Let’s start with presentation. You need a ‘master’ CV or biography which describes your Unique Selling Proposition (what you’ve got that other candidates haven’t), your skills, experience and your achievements.  But this is only a master, consolidating everything in one place.  Do not be tempted to use the master CV to apply to specific organisations or for specific international audit jobs.  Your master should then be tailored to the precise role for which you are applying, which means that you will be selective in deciding what to include and exclude. If you have been experiencing problems in this, perhaps it is because you are selling yourself as a generalist instead of looking for roles that allow you to leverage your specific experience for specific roles. 

 

This is a prime opportunity to apply the maxim ‘less is more’. It’s a good discipline to keep your audit CV to just two sides of A4 paper (with moderate white space), as this will force you to be selective and really think hard about how your personal experiences align to the role for which you are applying. Quality beats quantity in this context, and quality means ensuring your CV reflects the words used in the job spec as well as responding to the demands specified.  And don’t forget that your CV is a sales document, so you should be thinking about how it is perceived by the employer. In marketing-speak, take the employer's perspective and ask ‘what’s in it for me?’ which, in practice, translates as expressing your achievements as benefits to an organisation.

 

Once you've got your presentation sorted, it's time to move on to getting noticed for that international audit job.

 

If you are seeking a Big 4 role, but also failing to get a bite from corporates, recruiters or the public sector you will be wondering what it is you are doing wrong. If this is the case, then let’s assume that this is due to you applying for specific roles, but you can also start to seek roles more speculatively, as well as making more strategic forays into career development. The key to both of these approaches is to build and nurture relationships. In other words: it's about who you know and how they can help you.

 

As an experienced Auditor you will now know, have known, and have simply had contact with, a lot of other auditors through the full span of your career.  If you have been in a mid tier firm, there will be plenty of alumni (past, present and future) not to mention contacts from your client portfolio who could be great contacts for you to get back in touch with to help you with your international audit job search.

 

LinkedIn is a great way to explore and develop this network. Look at your relationships, internal and external, and also consider friends, family and colleagues from outside your mainstay career (people you know through pursing hobbies, interests and community activities). This network will be huge and, once you have identified and plotted it, you can reach out and ask for help and support to fulfil your career ambitions.

 

Your request is simple: you are looking for introductions into Big 4 firms (or cast your net wider) and while you might not necessarily get a recommendation or direct referral, at the very least you will get some actual names who you can contact directly, as opposed to going through the anonymous application route.  You might be lucky enough to get an informal meeting or even an interview, but your immediate goal should be about getting those names.
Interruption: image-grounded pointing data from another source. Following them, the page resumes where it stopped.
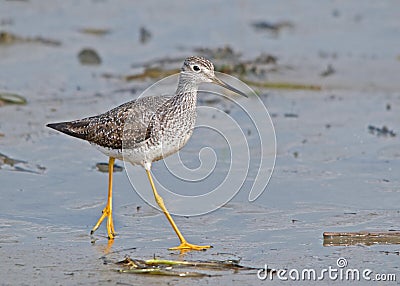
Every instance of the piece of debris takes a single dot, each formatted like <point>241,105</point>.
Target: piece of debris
<point>11,98</point>
<point>95,31</point>
<point>144,35</point>
<point>8,163</point>
<point>89,56</point>
<point>7,38</point>
<point>329,71</point>
<point>361,237</point>
<point>272,27</point>
<point>103,167</point>
<point>384,131</point>
<point>178,268</point>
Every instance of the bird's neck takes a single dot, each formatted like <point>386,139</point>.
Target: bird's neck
<point>187,89</point>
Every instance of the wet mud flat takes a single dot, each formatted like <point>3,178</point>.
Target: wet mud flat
<point>334,104</point>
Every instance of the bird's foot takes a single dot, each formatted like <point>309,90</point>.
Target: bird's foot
<point>188,246</point>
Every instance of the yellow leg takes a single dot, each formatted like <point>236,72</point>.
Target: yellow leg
<point>107,212</point>
<point>184,244</point>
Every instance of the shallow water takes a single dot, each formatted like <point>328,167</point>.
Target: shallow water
<point>331,173</point>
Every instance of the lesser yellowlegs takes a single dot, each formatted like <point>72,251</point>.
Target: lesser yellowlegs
<point>145,130</point>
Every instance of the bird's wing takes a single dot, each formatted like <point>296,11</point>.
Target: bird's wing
<point>127,122</point>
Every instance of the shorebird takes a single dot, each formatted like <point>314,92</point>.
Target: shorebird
<point>146,130</point>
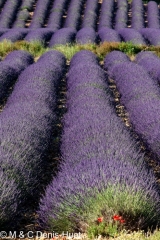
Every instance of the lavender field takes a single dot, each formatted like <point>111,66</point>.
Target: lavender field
<point>80,136</point>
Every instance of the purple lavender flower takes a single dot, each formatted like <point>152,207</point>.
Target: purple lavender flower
<point>62,36</point>
<point>142,103</point>
<point>40,14</point>
<point>26,124</point>
<point>152,14</point>
<point>108,35</point>
<point>132,35</point>
<point>137,20</point>
<point>55,17</point>
<point>90,14</point>
<point>74,14</point>
<point>106,14</point>
<point>113,58</point>
<point>86,35</point>
<point>151,35</point>
<point>40,34</point>
<point>151,63</point>
<point>8,13</point>
<point>103,154</point>
<point>14,35</point>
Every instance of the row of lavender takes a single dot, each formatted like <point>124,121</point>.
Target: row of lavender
<point>147,36</point>
<point>26,126</point>
<point>140,93</point>
<point>100,158</point>
<point>50,14</point>
<point>101,163</point>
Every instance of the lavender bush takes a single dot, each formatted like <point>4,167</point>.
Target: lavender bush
<point>42,35</point>
<point>8,199</point>
<point>27,4</point>
<point>74,14</point>
<point>14,35</point>
<point>86,35</point>
<point>121,15</point>
<point>21,19</point>
<point>108,35</point>
<point>103,166</point>
<point>151,35</point>
<point>62,36</point>
<point>132,35</point>
<point>19,60</point>
<point>152,14</point>
<point>142,103</point>
<point>40,14</point>
<point>114,58</point>
<point>84,56</point>
<point>55,17</point>
<point>137,20</point>
<point>151,63</point>
<point>26,127</point>
<point>10,68</point>
<point>90,14</point>
<point>8,13</point>
<point>2,3</point>
<point>106,14</point>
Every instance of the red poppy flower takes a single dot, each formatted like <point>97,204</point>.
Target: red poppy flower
<point>100,219</point>
<point>122,221</point>
<point>116,217</point>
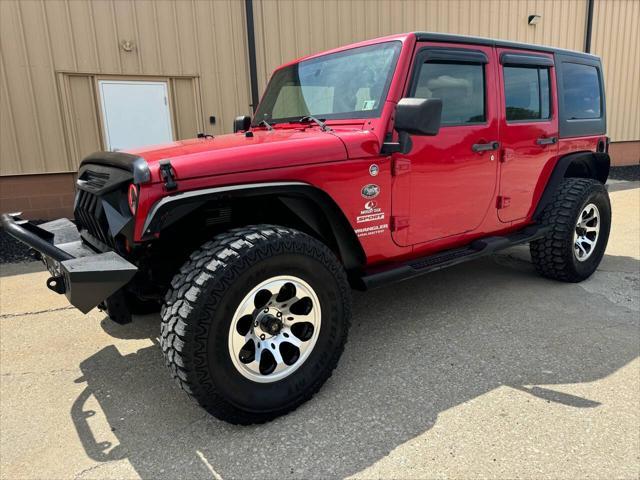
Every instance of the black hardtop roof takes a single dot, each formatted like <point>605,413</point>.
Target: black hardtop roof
<point>446,37</point>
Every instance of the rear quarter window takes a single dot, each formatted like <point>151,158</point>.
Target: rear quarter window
<point>581,85</point>
<point>581,95</point>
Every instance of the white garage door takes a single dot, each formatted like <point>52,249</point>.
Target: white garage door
<point>135,113</point>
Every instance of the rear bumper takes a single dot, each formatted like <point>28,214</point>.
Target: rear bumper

These are then the contacts that you can tap for introductions, information and opportunities. The network you identify and build will be global, and even if you don't directly identify audit contacts in the international area you are looking for, you should be able to trace a path into that area.  Remember the Big 4 and many other organisations are global and you can rest assured that there will be somebody in the UK (just as an example) who will have the right contacts in your target destination; you just need to be patient in tracing this path. 

 

And patience is the key here. This is a longer game than the quick fix of direct applications but, together with making your CV smarter and savvier, by working up your network, you are building your own opportunities, taking control and giving yourself a great chance of making career progress in the direction you want.